At the beginning of June I decided to write an email newsletter every single day. Not for a short little test or a thirty day challenge. Just every day. As long as it exists.
Why I’m doing that is a whole separate story that maybe I’ll tell you another day. Because today I want to talk about a fear every creative person has…
Imagine you have some kind established audience. Maybe you are a YouTuber who makes videos about Final Fantasy games and all the little details therein. And you’ve got 25,000 subscribers or something after making videos for the last five years.
Got that in your mind? Great.
Now imagine that you want to do something else. Change up your content. You want to make videos about… indie BOOMER SHOOTERS (doom/hexen/duke nukem/quake1 era first person shooters). And you aren’t going to do so much Final Fantasy JRPG content anymore.
Some of your audience will like it, but a lot of them will be upset and unsubscribe. They don’t want old skool shooter videos. They want Final Fantasy stuff!
Which leads to this fear…
WHAT IF EVERYBODY LEAVES?!
It’s a legit fear. And not a new one either. Musicians have dealt with this kind of thing every time they change up their style a bit.
And people will leave. For sure they will.

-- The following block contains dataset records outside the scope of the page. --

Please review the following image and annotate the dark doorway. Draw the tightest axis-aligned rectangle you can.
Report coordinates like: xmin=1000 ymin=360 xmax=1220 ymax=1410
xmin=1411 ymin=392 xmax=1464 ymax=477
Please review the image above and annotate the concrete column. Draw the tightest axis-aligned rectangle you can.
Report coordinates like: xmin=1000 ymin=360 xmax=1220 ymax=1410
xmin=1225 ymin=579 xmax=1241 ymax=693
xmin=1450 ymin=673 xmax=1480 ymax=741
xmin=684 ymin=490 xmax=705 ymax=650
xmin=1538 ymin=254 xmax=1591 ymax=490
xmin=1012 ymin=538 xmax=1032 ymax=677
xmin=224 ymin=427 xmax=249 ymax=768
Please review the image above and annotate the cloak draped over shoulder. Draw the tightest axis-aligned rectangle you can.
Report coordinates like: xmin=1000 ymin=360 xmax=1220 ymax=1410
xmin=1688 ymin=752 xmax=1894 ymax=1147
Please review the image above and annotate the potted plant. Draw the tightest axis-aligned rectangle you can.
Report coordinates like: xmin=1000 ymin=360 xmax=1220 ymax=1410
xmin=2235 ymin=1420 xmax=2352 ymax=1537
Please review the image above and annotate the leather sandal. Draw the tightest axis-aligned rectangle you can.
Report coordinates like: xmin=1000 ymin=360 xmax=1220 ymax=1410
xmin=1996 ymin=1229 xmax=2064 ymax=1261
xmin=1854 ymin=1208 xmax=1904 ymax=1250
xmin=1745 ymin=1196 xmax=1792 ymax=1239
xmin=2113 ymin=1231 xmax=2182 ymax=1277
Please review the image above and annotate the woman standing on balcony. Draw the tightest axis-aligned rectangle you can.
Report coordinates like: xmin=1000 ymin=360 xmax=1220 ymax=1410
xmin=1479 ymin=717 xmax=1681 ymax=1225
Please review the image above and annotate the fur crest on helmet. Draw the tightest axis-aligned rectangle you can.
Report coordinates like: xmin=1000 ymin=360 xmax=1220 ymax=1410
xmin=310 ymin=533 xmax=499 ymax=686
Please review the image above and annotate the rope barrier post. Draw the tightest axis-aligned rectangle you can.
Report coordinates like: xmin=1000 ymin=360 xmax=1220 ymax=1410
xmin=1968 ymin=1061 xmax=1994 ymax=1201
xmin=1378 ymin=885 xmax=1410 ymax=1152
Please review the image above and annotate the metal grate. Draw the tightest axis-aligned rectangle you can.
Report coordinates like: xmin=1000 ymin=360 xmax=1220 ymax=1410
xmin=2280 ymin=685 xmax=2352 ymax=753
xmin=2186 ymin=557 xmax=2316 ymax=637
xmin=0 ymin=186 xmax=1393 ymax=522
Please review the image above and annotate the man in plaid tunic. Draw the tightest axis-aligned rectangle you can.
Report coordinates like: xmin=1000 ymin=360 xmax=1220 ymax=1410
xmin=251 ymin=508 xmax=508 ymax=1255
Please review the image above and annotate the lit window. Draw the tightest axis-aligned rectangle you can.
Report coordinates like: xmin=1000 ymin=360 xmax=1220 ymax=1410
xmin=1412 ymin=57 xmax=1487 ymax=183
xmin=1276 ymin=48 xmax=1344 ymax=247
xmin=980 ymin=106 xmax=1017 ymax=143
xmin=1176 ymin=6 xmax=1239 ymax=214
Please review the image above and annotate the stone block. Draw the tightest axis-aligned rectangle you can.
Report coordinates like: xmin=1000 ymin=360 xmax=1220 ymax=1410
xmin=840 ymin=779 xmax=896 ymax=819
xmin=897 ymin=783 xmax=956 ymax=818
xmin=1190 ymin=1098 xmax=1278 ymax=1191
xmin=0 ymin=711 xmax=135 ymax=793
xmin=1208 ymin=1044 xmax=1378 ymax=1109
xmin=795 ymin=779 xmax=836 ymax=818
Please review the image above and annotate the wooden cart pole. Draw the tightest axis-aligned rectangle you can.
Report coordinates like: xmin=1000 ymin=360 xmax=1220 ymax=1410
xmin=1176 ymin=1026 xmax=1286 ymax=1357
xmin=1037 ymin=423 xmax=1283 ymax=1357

But if a creative person gets stuck in the same spot forever, the audience will leave anyway for something new. It’s a catch twenty two. Change is inevitable. You can’t escape it.
Even if you understand this, the fear is still there. It takes courage to forge a new direction anyway.
Which leads back to the intro of this newsletter.
Since I started emailing every day, I’m losing newsletter subscribers. I knew this would happen.
Not everyone wants to read my nonsense on a daily basis. That’s cool. No problem. Go ahead and unsubscribe.
If I want to write this newsletter every day, there is a different and much smaller audience for it. Instead of 1,700ish people subscribed, it might only be 100 or 10 or 1 person who wants to read it.
Maybe everybody WILL leave…
I decided to make this a daily newsletter and there might not be an audience for that at all.
I’m okay with that. I’ll send the emails anyway. It wouldn’t be a daily newsletter if I didn’t.
I refuse to let the fear of an outcome that is out of my control dictate the work I’ve chosen to do. Not because I’m special or courageous or have a super power you don’t.
It’s simply because it’s the work I chose to do.